Strzała świsnęła mi tuż obok ucha. Musiałam wrócić myślami do teraźniejszości. Schowałam ból głęboko. Teraz nie było czasu na smutek. Przyszedł moment, w którym musiałam przeistoczyć się w wojowniczkę.

Skoncentrowałam się i wysłałam impuls Mocy prosto do ziemi. Zasłoniłam się tarczą, by nikt nie zranił mnie strzałą, dopóki będę używać magii. Pokierowałam zaklęcie w kierunku drzew. Wyczuwałam ich pnie i gałęzie, a nawet liście, które z każdym dniem będą tracić życie, aż w końcu spadną. Chciałam sięgnąć ku korzeniom, ale to też mogłam wykorzystać. Uwolniłam więcej Mocy i nakazałam liściom opaść. Wszystkie jednocześnie oddzieliły się od gałęzi i przykryły łuczników.
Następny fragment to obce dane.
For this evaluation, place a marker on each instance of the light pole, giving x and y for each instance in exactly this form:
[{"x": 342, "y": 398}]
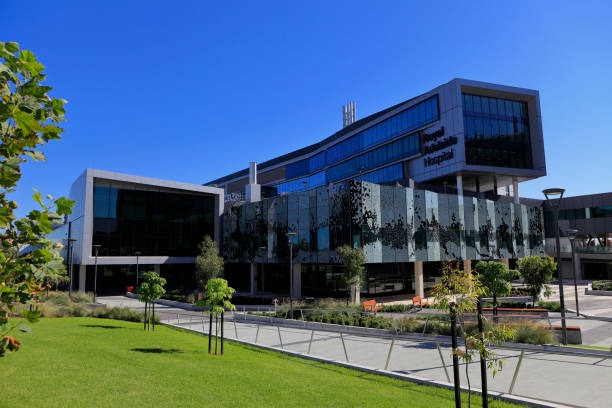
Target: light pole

Zdumieni wrogowie krzyczeli, niepewni, co się stało.

– Teraz! – zakrzyknął Gerard tubalnym głosem.

Spomiędzy drzew wybiegł wysoki, wiotki mężczyzna i dźgnął krótkim mieczem, ale zamiast w Księcia, trafił rumaka w bok, rozcinając go. Koń, na którym siedział, stanął dęba, ale Książę utrzymał się w siodle. Przestraszone zwierzę okręciło się dookoła. Haller zamachnął się mocno i jego miecz pozbawił zdumionego przeciwnika głowy.

Poczułam, jak śniadanie podjeżdża mi do gardła.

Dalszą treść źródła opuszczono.